Mondial 2026 : l’Espagne sacrée après prolongation, l’Argentine s’incline avec dignité
Battue 1-0 en finale par une Espagne réaliste, l’Albiceleste de Lionel Scaloni reconnaît la supériorité adverse tout en mesurant le chemin parcouru.
Au terme d’une finale fermée, l’Espagne a décroché sa deuxième étoile mondiale en dominant l’Argentine 1-0 après prolongation, dimanche au MetLife Stadium du New Jersey. Le but décisif est intervenu à la 106e minute, lorsque l’attaquant remplaçant Ferran Torres a exploité une brèche dans une défense argentine réduite à dix et épuisée par les efforts consentis.
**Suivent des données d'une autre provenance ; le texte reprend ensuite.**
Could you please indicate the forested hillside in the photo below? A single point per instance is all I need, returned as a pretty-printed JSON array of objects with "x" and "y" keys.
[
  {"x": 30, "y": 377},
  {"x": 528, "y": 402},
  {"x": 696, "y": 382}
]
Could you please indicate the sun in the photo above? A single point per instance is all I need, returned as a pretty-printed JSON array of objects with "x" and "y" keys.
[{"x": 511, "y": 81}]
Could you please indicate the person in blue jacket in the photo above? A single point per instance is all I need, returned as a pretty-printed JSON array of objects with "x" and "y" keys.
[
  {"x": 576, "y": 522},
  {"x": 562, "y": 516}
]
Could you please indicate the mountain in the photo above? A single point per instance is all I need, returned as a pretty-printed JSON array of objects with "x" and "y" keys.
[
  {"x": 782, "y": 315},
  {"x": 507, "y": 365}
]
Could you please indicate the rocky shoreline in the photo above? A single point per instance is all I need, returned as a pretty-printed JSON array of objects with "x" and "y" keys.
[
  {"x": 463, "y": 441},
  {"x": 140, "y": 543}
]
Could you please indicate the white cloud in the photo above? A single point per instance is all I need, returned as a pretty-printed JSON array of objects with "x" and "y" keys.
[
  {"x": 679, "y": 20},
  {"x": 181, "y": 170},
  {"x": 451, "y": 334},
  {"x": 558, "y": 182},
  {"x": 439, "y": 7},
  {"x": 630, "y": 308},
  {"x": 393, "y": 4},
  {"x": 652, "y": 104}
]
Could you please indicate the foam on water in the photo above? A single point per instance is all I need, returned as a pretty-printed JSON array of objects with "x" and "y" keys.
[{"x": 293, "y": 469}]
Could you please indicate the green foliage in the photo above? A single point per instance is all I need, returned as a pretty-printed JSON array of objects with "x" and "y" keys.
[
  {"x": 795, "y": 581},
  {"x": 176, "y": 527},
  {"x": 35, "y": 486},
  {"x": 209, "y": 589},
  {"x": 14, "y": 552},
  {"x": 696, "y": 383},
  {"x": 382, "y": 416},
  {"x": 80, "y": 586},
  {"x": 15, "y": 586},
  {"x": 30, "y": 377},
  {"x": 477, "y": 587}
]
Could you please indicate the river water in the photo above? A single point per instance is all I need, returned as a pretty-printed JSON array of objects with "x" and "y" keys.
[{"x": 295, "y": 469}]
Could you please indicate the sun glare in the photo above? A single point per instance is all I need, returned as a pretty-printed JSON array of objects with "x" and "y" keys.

Jusque-là, le gardien argentin avait multiplié les arrêts, repoussant l’échéance, mais la Roja a fini par concrétiser une maîtrise territoriale que les chiffres de possession confirmaient.
Dans l’immédiat après-match, le sélectionneur argentin Lionel Scaloni a livré une analyse sans détour, reprise par l’ensemble de la presse sud-américaine et internationale. « Ils étaient la meilleure équipe, c’est la vérité », a-t-il déclaré, tout en insistant sur la valeur de l’itinéraire accompli. L’ancien latéral a rappelé que son groupe, déjà vainqueur en 2022, avait dû composer avec des circonstances physiques adverses – les sorties sur blessure des défenseurs Cristian Romero et Lisandro Martinez ont pesé – et qu’il fallait « accepter la défaite avec la même humilité que la victoire ». Les médias argentins ont particulièrement souligné l’appel de Scaloni à « se relever » et à ne pas oublier ce que représente une deuxième finale consécutive, un exploit inédit depuis 1962.
Du côté espagnol, le discours mêlait soulagement et fierté générationnelle. Le sélectionneur Luis de la Fuente a reconnu que son équipe avait « dû souffrir » face à un adversaire qui, même diminué, n’a jamais renoncé. Ferran Torres, élu homme du match, a dédié son but « aux 47 millions d’Espagnols », une formule qui a fait le tour des rédactions ibériques. La presse madrilène et catalane s’accorde à voir dans ce sacre la consécration d’un collectif bâti sur la maîtrise du tempo et la profondeur de banc, à l’image d’un buteur entré en cours de jeu pour forcer la décision.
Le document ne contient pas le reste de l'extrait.